これでは障害者は学校で分けられた上に、職場や地域社会でも、一生他の人々からは切り離されたままです。2022 年に国連障害者権利委員会から日本政府に出された総括所見は、共に生き育つ教育を進めるインクルーシブ教育だけではなく、障害のある人もない人も共に地域社会で生きていけるように大幅な政策の転換を求めています。
私たちは、文部科学省と政府に対し、国連勧告(総括所見)と、旧優生保護法違憲判決を真摯に受け止め、全面的な法制度の点検と改正に向けて、障害児・者の人権を保障するために以下の5項目を要請します。また、その実現のために、議員の皆様には、国会においての取り組み、根本的な論議を期待します。
1.障害のある子どもの普通学級への就学・転入希望を拒否しないこと
2.親子の合理的調整(配慮)の求めに真摯に応じること
3.子どもの多様性を尊重し、普通学級の競争的な教育をやめること
4.高校入試での定員内不合格をなくし、希望者全入にすること
5.教員へのインクルーシブ教育・人権モデルに関する研修を行うこと
2025年2月21日
国連2022 年総括所見(勧告)の実現を求める院内集会参加者一同集会アピールは以上です。
要請内容についてあらためて以下に記します。5月20日までにご回答をお願いします。その上で、6月13日に話し合いを求めます。ご検討をよろしくお願いします。
記
1.障害のある子どもの普通学級への就学・転入希望を拒否しないこと
具体的には、就学先決定において合意形成ができなかった場合は本人・保護者の意向を尊重する趣旨の通知の発出を求めます。

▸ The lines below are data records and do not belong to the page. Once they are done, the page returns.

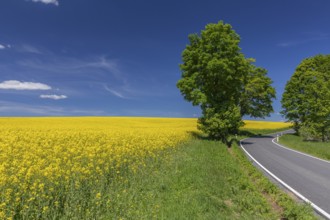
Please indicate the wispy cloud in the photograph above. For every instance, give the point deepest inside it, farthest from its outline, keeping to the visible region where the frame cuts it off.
(17, 85)
(27, 48)
(20, 109)
(71, 65)
(54, 97)
(55, 2)
(114, 92)
(309, 37)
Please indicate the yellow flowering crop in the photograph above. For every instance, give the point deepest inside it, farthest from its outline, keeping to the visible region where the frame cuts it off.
(44, 159)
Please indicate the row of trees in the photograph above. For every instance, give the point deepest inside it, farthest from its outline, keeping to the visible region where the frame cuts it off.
(306, 100)
(227, 86)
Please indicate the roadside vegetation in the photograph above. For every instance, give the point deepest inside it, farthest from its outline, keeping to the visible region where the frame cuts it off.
(131, 168)
(315, 148)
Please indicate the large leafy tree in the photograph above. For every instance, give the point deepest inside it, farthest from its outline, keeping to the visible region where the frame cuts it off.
(306, 99)
(217, 77)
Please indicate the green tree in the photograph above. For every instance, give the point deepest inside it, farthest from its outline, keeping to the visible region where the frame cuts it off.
(217, 77)
(306, 99)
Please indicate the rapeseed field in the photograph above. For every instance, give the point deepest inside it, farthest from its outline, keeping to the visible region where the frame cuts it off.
(45, 162)
(66, 166)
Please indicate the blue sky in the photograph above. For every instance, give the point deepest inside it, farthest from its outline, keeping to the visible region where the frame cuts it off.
(121, 58)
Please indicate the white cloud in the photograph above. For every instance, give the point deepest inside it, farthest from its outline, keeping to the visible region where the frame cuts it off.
(20, 109)
(17, 85)
(114, 92)
(26, 48)
(55, 97)
(55, 2)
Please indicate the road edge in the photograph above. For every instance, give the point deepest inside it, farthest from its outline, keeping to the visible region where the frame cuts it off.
(315, 207)
(299, 152)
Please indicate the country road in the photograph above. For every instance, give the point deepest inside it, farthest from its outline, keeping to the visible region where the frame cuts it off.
(307, 177)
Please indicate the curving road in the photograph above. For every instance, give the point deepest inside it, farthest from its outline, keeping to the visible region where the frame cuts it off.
(304, 175)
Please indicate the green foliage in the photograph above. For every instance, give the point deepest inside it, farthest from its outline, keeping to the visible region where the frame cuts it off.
(217, 77)
(318, 149)
(306, 100)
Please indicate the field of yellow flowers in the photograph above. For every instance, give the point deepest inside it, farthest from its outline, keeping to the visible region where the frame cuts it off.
(49, 166)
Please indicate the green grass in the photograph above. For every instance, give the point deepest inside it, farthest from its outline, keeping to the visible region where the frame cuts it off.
(201, 179)
(318, 149)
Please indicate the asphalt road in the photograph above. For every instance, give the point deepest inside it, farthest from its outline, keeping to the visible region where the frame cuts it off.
(306, 175)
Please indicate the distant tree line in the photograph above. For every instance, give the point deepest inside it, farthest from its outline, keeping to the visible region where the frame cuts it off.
(227, 86)
(306, 100)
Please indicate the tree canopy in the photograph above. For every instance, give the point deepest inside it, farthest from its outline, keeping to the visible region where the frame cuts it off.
(217, 77)
(306, 100)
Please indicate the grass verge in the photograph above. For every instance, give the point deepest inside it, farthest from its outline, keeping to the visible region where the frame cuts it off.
(318, 149)
(201, 179)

2.親子の合理的調整(配慮)の求めに真摯に応じること
就学にあたっては、また就学してからも、合理的配慮がどのようにあるかはインクルーシブ教育を受ける権利に大きく関わります。各自治体に、共に学ぶための合理的調整(配慮)をどのように行っているかを調査してください。

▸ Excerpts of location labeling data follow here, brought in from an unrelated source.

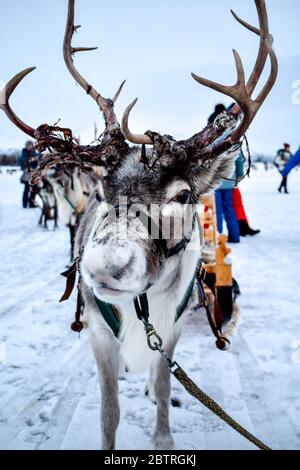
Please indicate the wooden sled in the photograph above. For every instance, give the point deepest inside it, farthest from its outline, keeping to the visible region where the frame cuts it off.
(221, 288)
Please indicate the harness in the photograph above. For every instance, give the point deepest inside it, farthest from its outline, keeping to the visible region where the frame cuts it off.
(155, 343)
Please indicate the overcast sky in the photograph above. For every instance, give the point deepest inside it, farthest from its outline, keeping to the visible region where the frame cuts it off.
(155, 44)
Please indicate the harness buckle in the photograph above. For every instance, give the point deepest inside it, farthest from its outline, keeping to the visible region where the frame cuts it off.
(152, 335)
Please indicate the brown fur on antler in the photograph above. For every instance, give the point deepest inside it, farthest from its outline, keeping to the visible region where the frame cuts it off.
(204, 146)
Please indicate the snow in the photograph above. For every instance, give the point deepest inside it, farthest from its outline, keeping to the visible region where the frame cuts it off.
(49, 397)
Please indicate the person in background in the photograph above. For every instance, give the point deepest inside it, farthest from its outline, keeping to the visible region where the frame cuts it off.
(282, 158)
(224, 203)
(219, 109)
(240, 213)
(292, 163)
(29, 160)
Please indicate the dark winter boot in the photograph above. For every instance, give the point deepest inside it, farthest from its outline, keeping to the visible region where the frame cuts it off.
(246, 230)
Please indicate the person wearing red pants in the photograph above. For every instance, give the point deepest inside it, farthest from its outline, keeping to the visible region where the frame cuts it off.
(240, 213)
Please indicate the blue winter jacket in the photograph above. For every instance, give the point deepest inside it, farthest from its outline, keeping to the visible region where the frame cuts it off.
(292, 163)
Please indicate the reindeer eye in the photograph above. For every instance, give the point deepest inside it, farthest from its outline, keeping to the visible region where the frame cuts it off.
(183, 197)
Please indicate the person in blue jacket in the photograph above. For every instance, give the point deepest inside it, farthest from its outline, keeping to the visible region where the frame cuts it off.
(28, 160)
(292, 163)
(224, 204)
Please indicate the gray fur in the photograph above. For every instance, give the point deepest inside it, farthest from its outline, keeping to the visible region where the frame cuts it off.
(170, 279)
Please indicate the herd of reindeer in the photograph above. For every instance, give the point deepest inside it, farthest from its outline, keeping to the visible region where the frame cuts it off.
(64, 193)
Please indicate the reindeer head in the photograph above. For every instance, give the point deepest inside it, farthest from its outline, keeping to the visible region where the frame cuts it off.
(158, 180)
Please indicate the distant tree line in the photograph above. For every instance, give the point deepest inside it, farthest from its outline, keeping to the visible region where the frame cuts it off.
(10, 159)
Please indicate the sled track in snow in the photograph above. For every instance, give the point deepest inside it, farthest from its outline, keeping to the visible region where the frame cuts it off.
(29, 297)
(263, 419)
(22, 408)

3.子どもの多様性を尊重し、普通学級の競争的な教育をやめること
不登校、いじめ、自死の増加は、多様性を認めない、競争的な今の学校の有り様が深く関わっているのではないでしょうか。特別支援学級や特別支援学校に通う子どもの増大も本質的には同じです。総括所見のいうように分離教育を廃止してください。
4.高校入試での定員内不合格をなくし、希望者全入にすること
高校授業料無償化が進められることになりましたが、障害を持った子どもも含め対象のすべての子どもが高校に行けることを保障しないなら、重大な不公平です。現状においては定員内では不合格をなくすように自治体に通知をしてください。将来的には、公平な無償化の制度として希望者全入の制度にしてください。

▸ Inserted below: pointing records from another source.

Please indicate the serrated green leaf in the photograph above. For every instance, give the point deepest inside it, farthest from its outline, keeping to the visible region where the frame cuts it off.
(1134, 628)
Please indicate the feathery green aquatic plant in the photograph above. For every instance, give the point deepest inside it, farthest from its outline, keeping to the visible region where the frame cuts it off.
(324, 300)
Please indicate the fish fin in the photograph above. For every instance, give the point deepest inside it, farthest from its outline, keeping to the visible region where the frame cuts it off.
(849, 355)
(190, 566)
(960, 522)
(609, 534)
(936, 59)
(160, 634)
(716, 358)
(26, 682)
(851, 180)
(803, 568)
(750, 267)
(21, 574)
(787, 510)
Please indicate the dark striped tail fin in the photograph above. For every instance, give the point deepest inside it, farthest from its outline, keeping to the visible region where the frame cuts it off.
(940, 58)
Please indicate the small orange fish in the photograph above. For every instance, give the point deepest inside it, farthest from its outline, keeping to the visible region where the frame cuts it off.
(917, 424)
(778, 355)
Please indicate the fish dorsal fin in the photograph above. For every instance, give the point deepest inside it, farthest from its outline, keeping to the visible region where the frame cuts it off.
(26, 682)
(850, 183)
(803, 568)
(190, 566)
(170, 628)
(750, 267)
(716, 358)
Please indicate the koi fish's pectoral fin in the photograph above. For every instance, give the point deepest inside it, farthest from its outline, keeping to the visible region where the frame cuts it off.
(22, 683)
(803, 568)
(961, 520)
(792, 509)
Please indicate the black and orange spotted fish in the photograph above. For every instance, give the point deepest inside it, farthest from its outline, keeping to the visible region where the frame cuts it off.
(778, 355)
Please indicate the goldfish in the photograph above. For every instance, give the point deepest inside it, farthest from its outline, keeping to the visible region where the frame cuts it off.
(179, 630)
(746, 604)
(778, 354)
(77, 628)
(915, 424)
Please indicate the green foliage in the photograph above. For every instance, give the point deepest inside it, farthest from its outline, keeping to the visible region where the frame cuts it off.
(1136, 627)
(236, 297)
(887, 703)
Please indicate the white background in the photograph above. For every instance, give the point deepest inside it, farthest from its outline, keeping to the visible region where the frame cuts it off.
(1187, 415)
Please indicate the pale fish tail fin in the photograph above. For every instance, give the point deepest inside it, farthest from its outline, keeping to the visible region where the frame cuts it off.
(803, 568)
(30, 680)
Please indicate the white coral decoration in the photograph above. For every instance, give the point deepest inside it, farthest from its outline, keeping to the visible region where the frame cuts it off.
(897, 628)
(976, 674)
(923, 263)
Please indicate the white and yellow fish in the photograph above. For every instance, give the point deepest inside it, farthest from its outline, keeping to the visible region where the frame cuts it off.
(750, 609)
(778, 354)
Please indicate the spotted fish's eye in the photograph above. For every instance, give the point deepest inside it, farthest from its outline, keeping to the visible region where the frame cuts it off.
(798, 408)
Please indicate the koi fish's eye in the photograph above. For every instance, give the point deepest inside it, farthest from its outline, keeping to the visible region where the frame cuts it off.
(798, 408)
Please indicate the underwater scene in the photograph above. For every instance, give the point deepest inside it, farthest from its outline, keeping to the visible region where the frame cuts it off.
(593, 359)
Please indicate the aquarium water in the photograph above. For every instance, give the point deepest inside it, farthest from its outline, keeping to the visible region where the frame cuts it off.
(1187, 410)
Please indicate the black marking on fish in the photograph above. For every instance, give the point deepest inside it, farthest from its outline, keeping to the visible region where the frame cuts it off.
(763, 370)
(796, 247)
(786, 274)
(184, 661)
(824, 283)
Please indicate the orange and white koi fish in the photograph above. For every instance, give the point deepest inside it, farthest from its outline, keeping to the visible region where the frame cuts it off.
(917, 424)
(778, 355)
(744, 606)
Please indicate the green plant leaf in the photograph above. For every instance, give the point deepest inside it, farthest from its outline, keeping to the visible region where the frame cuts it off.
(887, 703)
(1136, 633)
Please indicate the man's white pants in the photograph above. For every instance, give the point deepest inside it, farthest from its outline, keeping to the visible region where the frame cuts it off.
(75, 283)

5.教員へのインクルーシブ教育・人権モデルに関する研修を行うこと
総括所見では、「普通教育を担う教員のインクルーシブ教育に関するスキルが欠如していること、およびインクルーシブ教育に対して否定的な態度を示していること」を懸念しています。学校現場は多くの人権侵害が生じています。総括所見にそった研修を求めます。